A binary fraction can be expanded in the same way as a decimal fraction, except that we change the base from 10 to 2, and the coefficient of each term is either 0 or 1. Pulling these coefficients together creates the binary string that we’ll use as the significand. And here’s where precision comes into play: The difference between the significand we want in base-10 and the closest one we can represent in base-2 is a measure of precision in our format.
Illustrating this issue of precision. We can get a sense for precision by writing a Python program that constructs the binary representation for a decimal fraction. Our script will prefix the answer we compute with the string '0b0.'
, which will help us to remember that this is the binary representation of a fraction between 0 and 1.[2]

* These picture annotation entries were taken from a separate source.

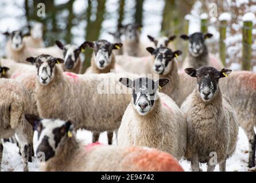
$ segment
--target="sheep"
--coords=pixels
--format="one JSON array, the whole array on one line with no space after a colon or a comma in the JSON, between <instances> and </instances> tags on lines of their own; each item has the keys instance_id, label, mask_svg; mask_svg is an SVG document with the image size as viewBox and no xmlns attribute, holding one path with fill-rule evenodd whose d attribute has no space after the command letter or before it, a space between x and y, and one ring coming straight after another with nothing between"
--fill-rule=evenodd
<instances>
[{"instance_id":1,"label":"sheep","mask_svg":"<svg viewBox=\"0 0 256 183\"><path fill-rule=\"evenodd\" d=\"M31 35L24 38L24 42L28 47L44 47L44 26L42 23L35 22L32 27L28 26Z\"/></svg>"},{"instance_id":2,"label":"sheep","mask_svg":"<svg viewBox=\"0 0 256 183\"><path fill-rule=\"evenodd\" d=\"M79 46L73 45L64 45L60 41L56 41L55 43L63 51L64 64L61 64L63 71L81 73L83 63L80 54L86 47L86 41Z\"/></svg>"},{"instance_id":3,"label":"sheep","mask_svg":"<svg viewBox=\"0 0 256 183\"><path fill-rule=\"evenodd\" d=\"M169 80L121 78L119 81L133 93L118 130L118 145L154 148L181 158L186 150L186 121L175 102L157 92Z\"/></svg>"},{"instance_id":4,"label":"sheep","mask_svg":"<svg viewBox=\"0 0 256 183\"><path fill-rule=\"evenodd\" d=\"M171 42L175 39L176 38L176 35L170 35L168 37L162 36L157 38L155 38L150 35L148 35L148 38L154 43L154 45L156 46L156 48L165 46L168 47L172 50L175 49L174 45L171 43Z\"/></svg>"},{"instance_id":5,"label":"sheep","mask_svg":"<svg viewBox=\"0 0 256 183\"><path fill-rule=\"evenodd\" d=\"M104 39L93 42L86 41L86 45L94 50L91 59L91 66L86 73L108 73L115 69L115 55L114 50L118 50L123 45L121 43L111 43Z\"/></svg>"},{"instance_id":6,"label":"sheep","mask_svg":"<svg viewBox=\"0 0 256 183\"><path fill-rule=\"evenodd\" d=\"M193 171L200 171L199 163L207 163L209 172L217 163L220 171L226 171L226 161L235 152L238 122L231 101L218 85L219 79L231 71L210 66L185 69L196 78L197 84L181 107L188 124L185 158L191 161Z\"/></svg>"},{"instance_id":7,"label":"sheep","mask_svg":"<svg viewBox=\"0 0 256 183\"><path fill-rule=\"evenodd\" d=\"M35 63L37 69L35 95L40 117L69 118L76 122L77 129L95 133L119 128L130 99L128 95L115 92L118 84L115 74L63 73L56 63L64 60L49 55L31 57L27 61ZM122 87L120 90L119 93L127 92ZM111 142L110 138L108 143Z\"/></svg>"},{"instance_id":8,"label":"sheep","mask_svg":"<svg viewBox=\"0 0 256 183\"><path fill-rule=\"evenodd\" d=\"M205 39L212 37L210 33L195 33L189 36L183 34L180 37L184 40L189 40L189 55L183 62L183 70L187 67L199 69L204 66L213 66L217 69L222 69L223 65L222 62L209 54Z\"/></svg>"},{"instance_id":9,"label":"sheep","mask_svg":"<svg viewBox=\"0 0 256 183\"><path fill-rule=\"evenodd\" d=\"M24 115L32 112L29 94L21 83L11 79L1 78L0 88L0 139L17 135L24 170L28 171L28 162L33 155L33 129ZM0 168L3 149L0 140Z\"/></svg>"},{"instance_id":10,"label":"sheep","mask_svg":"<svg viewBox=\"0 0 256 183\"><path fill-rule=\"evenodd\" d=\"M17 62L28 63L26 58L30 56L37 56L42 54L49 54L56 57L61 57L61 51L57 46L51 46L44 48L33 48L28 47L24 41L25 36L30 33L24 33L22 31L17 30L11 32L5 32L5 35L10 37L6 43L6 56Z\"/></svg>"},{"instance_id":11,"label":"sheep","mask_svg":"<svg viewBox=\"0 0 256 183\"><path fill-rule=\"evenodd\" d=\"M129 23L121 28L121 32L125 35L124 55L139 57L148 55L146 46L139 40L142 27L138 23Z\"/></svg>"},{"instance_id":12,"label":"sheep","mask_svg":"<svg viewBox=\"0 0 256 183\"><path fill-rule=\"evenodd\" d=\"M42 171L183 171L170 154L139 147L85 145L76 140L71 121L40 119L26 114L37 126L36 154Z\"/></svg>"}]
</instances>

Our script will expect two inputs. The first is the decimal fraction we want to represent and the second is the size in bits of our chosen FP representation’s significand. If we wanted to mimic the precision of IEEE 754 single-precision, we’d input 23. The following script grabs and checks these inputs.
1### chap07/fbin.py
2'''Convert a decimal fraction into a binary string'''
3import sys
4
5# Grab input values
6n = float(input("Decimal fraction to convert: "))
7bits = int(input("Size of significand in bits: "))
8
9# Error checking
10if n < 0.0 or n >= 1.0:
11 sys.exit("ValueError: target must be in the range [0.0, 1.0)")
Notice that we use the Python float
type to represent the inputted decimal fraction. The float
function (line 6) converts a string that looks like a real number into a float
.
Line 10 verifies that the input value n
is in the expected range (i.e., between 0 and 1, not including 1). This range check uses FP literals. Remember that 0
is a Python integer literal. 0.
and 0.0
both represent zero as a FP number.[3]
Getting started. To figure out what we need to do to get started solving this problem, consider the following:
We know that the number
n
is between 0 and 1, including the value of 0 and excluding the value of 1, as our error check asserts.If we think about our best guess at the binary encoding of
n
given these bounds and no significand bits, we will choose 0, since we know that it can’t be 1.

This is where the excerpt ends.